Q. What do you think are the causes of the unemployment rate that many people don’t like to talk about?
A. We also are concerned about the lack of opportunity, and the very serious problems that are being created in our communities, especially in Chicago and our inner-city communities. I’ve spent my entire career with the public safety. There are a lot of people who think the police are a burden. I spent a lot of my career helping people in inner-city communities. We should be focused on people who are the ones being threatened by the police, the ones who are being victimized.
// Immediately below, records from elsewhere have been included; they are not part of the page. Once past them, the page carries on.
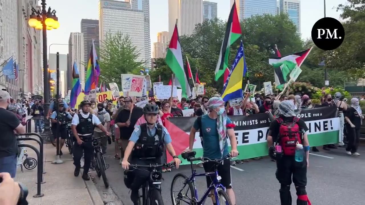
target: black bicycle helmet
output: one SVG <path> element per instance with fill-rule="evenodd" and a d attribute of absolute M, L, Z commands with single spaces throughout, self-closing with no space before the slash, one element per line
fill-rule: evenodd
<path fill-rule="evenodd" d="M 81 103 L 80 103 L 80 106 L 81 106 L 81 107 L 82 107 L 85 105 L 91 105 L 91 103 L 87 100 L 83 100 L 81 102 Z"/>
<path fill-rule="evenodd" d="M 158 106 L 153 104 L 147 104 L 143 108 L 143 112 L 146 114 L 158 114 L 160 109 Z"/>

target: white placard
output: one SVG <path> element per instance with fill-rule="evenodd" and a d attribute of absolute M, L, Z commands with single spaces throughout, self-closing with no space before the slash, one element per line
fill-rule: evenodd
<path fill-rule="evenodd" d="M 110 91 L 112 92 L 112 96 L 113 98 L 118 98 L 120 97 L 119 93 L 119 88 L 116 83 L 111 82 L 109 84 L 109 87 L 110 87 Z"/>
<path fill-rule="evenodd" d="M 158 82 L 153 83 L 153 95 L 156 95 L 156 86 L 164 85 L 164 82 Z"/>
<path fill-rule="evenodd" d="M 156 86 L 156 96 L 157 99 L 159 100 L 169 99 L 171 97 L 171 85 L 160 85 Z M 174 86 L 172 96 L 177 97 L 177 88 L 176 86 Z"/>
<path fill-rule="evenodd" d="M 273 88 L 271 85 L 271 81 L 265 82 L 264 83 L 264 90 L 265 91 L 265 96 L 273 94 Z"/>
<path fill-rule="evenodd" d="M 196 87 L 197 94 L 198 95 L 204 94 L 204 85 L 199 84 Z"/>
<path fill-rule="evenodd" d="M 194 109 L 182 110 L 182 116 L 184 117 L 193 117 L 194 116 Z"/>

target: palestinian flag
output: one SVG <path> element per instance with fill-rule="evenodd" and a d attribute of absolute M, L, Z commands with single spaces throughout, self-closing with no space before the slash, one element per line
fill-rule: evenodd
<path fill-rule="evenodd" d="M 239 25 L 236 2 L 235 1 L 228 18 L 226 34 L 222 42 L 219 58 L 215 68 L 215 81 L 217 81 L 223 74 L 226 68 L 230 66 L 228 63 L 230 48 L 237 39 L 241 37 L 241 26 Z"/>
<path fill-rule="evenodd" d="M 172 34 L 170 41 L 169 49 L 167 50 L 166 63 L 171 70 L 175 74 L 175 79 L 177 79 L 176 85 L 180 84 L 179 87 L 181 88 L 181 97 L 187 98 L 191 96 L 191 90 L 188 81 L 186 73 L 184 68 L 182 61 L 182 55 L 181 54 L 181 47 L 179 42 L 179 35 L 177 31 L 177 26 L 175 25 L 175 29 Z M 179 83 L 178 84 L 177 83 Z M 174 84 L 175 83 L 174 83 Z"/>
<path fill-rule="evenodd" d="M 276 88 L 280 90 L 284 88 L 290 79 L 291 73 L 297 66 L 300 67 L 311 50 L 311 48 L 299 53 L 269 59 L 269 63 L 274 67 Z"/>

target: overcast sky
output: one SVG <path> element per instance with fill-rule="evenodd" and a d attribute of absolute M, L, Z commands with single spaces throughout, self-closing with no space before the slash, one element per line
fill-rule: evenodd
<path fill-rule="evenodd" d="M 260 1 L 260 0 L 257 0 Z M 151 50 L 154 42 L 157 40 L 158 32 L 168 31 L 168 0 L 150 0 L 150 22 Z M 227 19 L 230 9 L 230 0 L 210 0 L 218 3 L 218 17 Z M 346 0 L 327 0 L 327 17 L 339 19 L 339 13 L 335 8 Z M 47 31 L 47 44 L 68 44 L 71 32 L 80 32 L 81 19 L 99 19 L 99 0 L 47 0 L 47 6 L 57 11 L 60 26 L 55 30 Z M 301 1 L 301 29 L 302 38 L 309 38 L 312 27 L 319 19 L 324 17 L 323 3 L 322 0 L 302 0 Z M 48 47 L 48 46 L 47 46 Z M 51 47 L 51 53 L 68 53 L 67 45 L 54 45 Z M 151 52 L 152 54 L 152 52 Z"/>

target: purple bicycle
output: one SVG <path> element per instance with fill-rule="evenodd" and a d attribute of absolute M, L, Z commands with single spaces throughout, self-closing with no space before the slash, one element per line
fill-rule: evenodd
<path fill-rule="evenodd" d="M 191 167 L 191 175 L 188 177 L 182 173 L 178 173 L 174 177 L 171 183 L 171 200 L 173 205 L 179 205 L 184 204 L 187 204 L 191 205 L 200 205 L 204 204 L 204 201 L 207 198 L 211 197 L 211 191 L 214 190 L 215 201 L 217 205 L 232 205 L 232 202 L 229 197 L 226 193 L 226 188 L 220 183 L 220 180 L 222 177 L 218 174 L 217 170 L 218 166 L 223 163 L 224 159 L 238 159 L 235 158 L 231 157 L 229 155 L 224 156 L 222 159 L 211 159 L 206 157 L 198 157 L 194 158 L 196 152 L 194 151 L 183 152 L 181 154 L 181 156 L 188 161 L 190 162 Z M 193 162 L 195 161 L 201 161 L 198 163 L 204 163 L 204 162 L 211 161 L 216 163 L 215 171 L 207 173 L 197 174 L 196 170 L 193 167 Z M 211 184 L 207 190 L 204 193 L 203 197 L 200 200 L 198 200 L 198 192 L 196 189 L 195 184 L 196 177 L 210 176 L 214 178 Z M 179 181 L 184 181 L 184 186 L 182 189 L 179 189 L 177 191 L 174 190 L 174 185 L 175 183 Z M 184 190 L 185 188 L 187 189 Z"/>

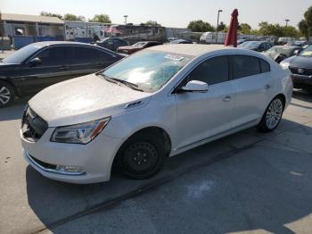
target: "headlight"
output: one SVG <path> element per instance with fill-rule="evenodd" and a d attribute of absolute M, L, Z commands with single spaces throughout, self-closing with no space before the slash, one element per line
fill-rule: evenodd
<path fill-rule="evenodd" d="M 56 128 L 51 141 L 59 143 L 87 144 L 104 129 L 110 118 L 80 124 Z"/>
<path fill-rule="evenodd" d="M 280 65 L 281 65 L 281 67 L 283 69 L 288 69 L 289 68 L 289 63 L 287 63 L 287 62 L 281 62 Z"/>

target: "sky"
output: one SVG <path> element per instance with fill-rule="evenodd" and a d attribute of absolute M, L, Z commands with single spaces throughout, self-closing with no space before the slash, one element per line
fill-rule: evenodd
<path fill-rule="evenodd" d="M 220 21 L 228 24 L 234 8 L 239 11 L 239 21 L 253 29 L 260 21 L 297 27 L 303 13 L 312 5 L 311 0 L 0 0 L 0 12 L 5 13 L 40 14 L 40 12 L 73 13 L 86 19 L 106 13 L 113 23 L 138 24 L 149 20 L 165 27 L 186 28 L 189 21 L 202 20 L 217 25 L 218 10 Z"/>

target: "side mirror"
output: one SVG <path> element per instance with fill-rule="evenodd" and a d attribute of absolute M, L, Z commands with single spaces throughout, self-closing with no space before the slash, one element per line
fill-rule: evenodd
<path fill-rule="evenodd" d="M 37 65 L 41 64 L 42 61 L 38 57 L 36 57 L 36 58 L 33 58 L 32 60 L 30 60 L 29 63 L 31 66 L 36 67 Z"/>
<path fill-rule="evenodd" d="M 180 88 L 182 92 L 200 92 L 208 91 L 208 84 L 200 80 L 191 80 Z"/>
<path fill-rule="evenodd" d="M 300 52 L 299 51 L 299 49 L 296 49 L 296 50 L 293 52 L 293 54 L 294 54 L 294 55 L 299 55 L 299 54 L 300 54 Z"/>

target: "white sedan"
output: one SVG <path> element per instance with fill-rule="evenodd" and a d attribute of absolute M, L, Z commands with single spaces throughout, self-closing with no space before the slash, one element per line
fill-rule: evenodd
<path fill-rule="evenodd" d="M 72 183 L 146 179 L 173 156 L 250 127 L 271 131 L 291 102 L 289 70 L 253 51 L 165 45 L 101 72 L 51 86 L 30 101 L 24 157 Z"/>

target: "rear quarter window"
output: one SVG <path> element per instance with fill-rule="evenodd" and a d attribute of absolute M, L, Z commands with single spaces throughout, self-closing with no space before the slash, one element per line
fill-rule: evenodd
<path fill-rule="evenodd" d="M 269 72 L 271 71 L 270 63 L 263 59 L 260 60 L 261 73 Z"/>
<path fill-rule="evenodd" d="M 233 78 L 240 79 L 261 73 L 259 59 L 250 55 L 233 55 Z"/>

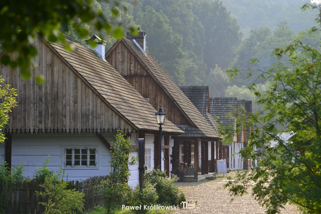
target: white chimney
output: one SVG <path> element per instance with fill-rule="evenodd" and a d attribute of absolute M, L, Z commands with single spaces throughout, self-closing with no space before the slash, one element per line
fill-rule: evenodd
<path fill-rule="evenodd" d="M 106 61 L 106 59 L 105 58 L 105 47 L 106 46 L 107 42 L 104 41 L 94 34 L 89 39 L 86 40 L 86 41 L 88 44 L 88 41 L 94 41 L 95 40 L 97 41 L 95 41 L 97 44 L 95 48 L 92 48 L 91 46 L 89 44 L 88 48 L 93 50 L 95 53 L 97 54 L 99 57 L 102 59 L 104 61 Z"/>

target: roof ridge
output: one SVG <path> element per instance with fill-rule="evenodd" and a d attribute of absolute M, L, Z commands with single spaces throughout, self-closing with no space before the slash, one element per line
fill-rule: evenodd
<path fill-rule="evenodd" d="M 154 116 L 156 111 L 151 105 L 146 102 L 141 95 L 108 63 L 91 49 L 71 41 L 77 48 L 71 52 L 61 48 L 62 45 L 59 42 L 45 43 L 113 111 L 123 117 L 131 125 L 137 130 L 157 131 L 159 127 Z M 93 63 L 96 66 L 93 66 Z M 113 80 L 115 78 L 117 81 Z M 104 83 L 103 87 L 100 86 L 99 81 Z M 119 86 L 118 88 L 116 87 L 117 84 Z M 127 90 L 132 90 L 131 93 L 125 93 Z M 141 110 L 140 112 L 140 109 Z M 131 113 L 128 113 L 128 111 Z M 152 122 L 154 121 L 154 123 Z M 183 132 L 170 121 L 167 121 L 163 126 L 164 132 Z"/>
<path fill-rule="evenodd" d="M 143 65 L 148 68 L 148 71 L 149 71 L 149 73 L 151 73 L 151 76 L 162 86 L 163 89 L 172 98 L 179 108 L 180 107 L 183 113 L 186 115 L 186 116 L 195 126 L 200 129 L 205 136 L 221 138 L 217 130 L 206 121 L 150 52 L 146 52 L 146 54 L 144 55 L 138 50 L 130 40 L 124 38 L 122 41 L 125 45 L 127 44 L 127 47 L 129 47 L 131 48 L 135 55 L 140 59 Z"/>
Q. The Chicago Reader asked you at your 2008 campaign kickoff if you had any regrets about supporting the president who would later endorse your opponent.
A. Well, I’ll be a pretty good congressman for the next several years. In particular, I did not go to the White House when it was clear that Bush was taking us into war in Iraq. The vote to authorize that war was a vote to send the United States on a war against Iraq. That is how irresponsible this president has been, and it is why I have come to call him a president of war more than a president of peace.
My husband and I had already been campaigning, and now when it appeared that the White House was moving forward with the war in Iraq, I didn’t want what I knew to be a disastrous war to happen. I decided, instead, to do something about the unemployment of our fellow Americans, especially in places like Chicago.
Q. You have a history with the Republican Party. Tell us about yours. How is it different from that of your opponents? And what has your relationship been to this Republican Party?
A. Well, as you know, people in my community have always been Republicans. We were Republicans. There were some people in our community who were Democrats, but most people in my community — and some in my family — were Republicans. The Republicans that I ran with have worked on the Republican side for 40, 50 years. They’re more comfortable in Republican circles. They’re not afraid to stand up for the right things and they’re not afraid to work with people who aren’t Republicans.